There are prototypes and there are prototypes. Some are needed to verify that a chosen detection technology actually works, some help scientists test one technology against another, some help them design sturdy detector infrastructure with little material budget, working power supply and cooling, while others set out to prove that it is possible to have full detector functionality with all electronics set up like in the final detector. And then there are those that do it all at the same time.
The CALICE collaboration’s analogue hadronic calorimeter, or AHCAL, is an example of the last type. It is a prototype for a calorimeter – a subdetector that measures the energies of passing particles – that might one day be part of the ILD detector. It would work together with trackers, electromagnetic calorimeter and muon system to record, reconstruct, track and identify every particle produced in the collisions at the future ILC. The CALICE scientists are currently testing a prototype that takes a close look at detector infrastructure like cooling and power supply while at the same time comparing different kinds of silicon photomultipliers or SiPMs. These do the actual job of detection, and the collaboration is testing the latest and much advanced commercial silicon photomultipliers (SiPMs) from Russia, Ireland, Japan and Germany.

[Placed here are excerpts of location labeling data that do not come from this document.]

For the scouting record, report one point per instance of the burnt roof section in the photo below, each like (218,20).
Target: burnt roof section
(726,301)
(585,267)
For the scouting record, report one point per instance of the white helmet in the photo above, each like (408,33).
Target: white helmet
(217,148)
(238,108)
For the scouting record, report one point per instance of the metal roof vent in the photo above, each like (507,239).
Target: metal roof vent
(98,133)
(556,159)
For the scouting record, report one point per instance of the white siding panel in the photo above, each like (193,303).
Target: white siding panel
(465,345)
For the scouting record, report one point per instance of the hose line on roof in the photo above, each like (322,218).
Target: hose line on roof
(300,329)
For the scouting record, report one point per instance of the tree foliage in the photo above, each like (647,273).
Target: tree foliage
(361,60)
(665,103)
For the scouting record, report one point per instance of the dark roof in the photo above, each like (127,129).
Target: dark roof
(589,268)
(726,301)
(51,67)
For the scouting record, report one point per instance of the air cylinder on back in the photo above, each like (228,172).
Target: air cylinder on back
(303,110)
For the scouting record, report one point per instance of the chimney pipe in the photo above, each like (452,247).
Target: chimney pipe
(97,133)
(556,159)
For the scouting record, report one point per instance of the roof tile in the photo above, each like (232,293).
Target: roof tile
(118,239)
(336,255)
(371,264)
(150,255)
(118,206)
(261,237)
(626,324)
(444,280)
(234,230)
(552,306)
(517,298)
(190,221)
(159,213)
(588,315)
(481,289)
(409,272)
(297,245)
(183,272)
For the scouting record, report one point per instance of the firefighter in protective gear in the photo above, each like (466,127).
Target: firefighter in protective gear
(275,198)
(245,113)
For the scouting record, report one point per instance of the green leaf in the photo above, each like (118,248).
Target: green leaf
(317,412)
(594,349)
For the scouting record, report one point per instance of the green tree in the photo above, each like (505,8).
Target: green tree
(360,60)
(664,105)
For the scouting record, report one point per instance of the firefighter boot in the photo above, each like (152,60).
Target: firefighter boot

The HCAL prototype consists of one module, which corresponds to a slice of one sector of the future calorimeter barrel of the final detector. It has 1000 channels per square metre and it shares the space in the test beam area with CALICE electromagnetic calorimeter prototype modules from Japan – a true collaboration that also shares the same readout electronics. It’s also the first time that these calorimeters are taking data in a hadron beam after a few runs in electron beams at DESY in Germany.
“The readout isn’t working on all levels yet, but that’s what you’ve got to be prepared for when you go for test beams. So we can still take lots of useful data,” says test beam coordinator Katja Krüger from DESY. “All shifters are eager to help and to get their hands on the data.” “In fact, more shifters signed up for this test beam than we would need – it’s a great opportunity for students to participate in this exciting commissioning phase,” thinks Felix Sefkow, AHCAL leader and also from DESY. The AHCAL is a combined effort of 12 institutes from Germany, France, Russia, the US and the Czech Republic, and CERN.
After a period of poring over data and improving their understanding of the prototype, the collaboration is planning another test beam at CERN at the end of November. The active modules of the HCAL will also be used for testing the tungsten hadronic calorimeter prototype for a future CLIC detector.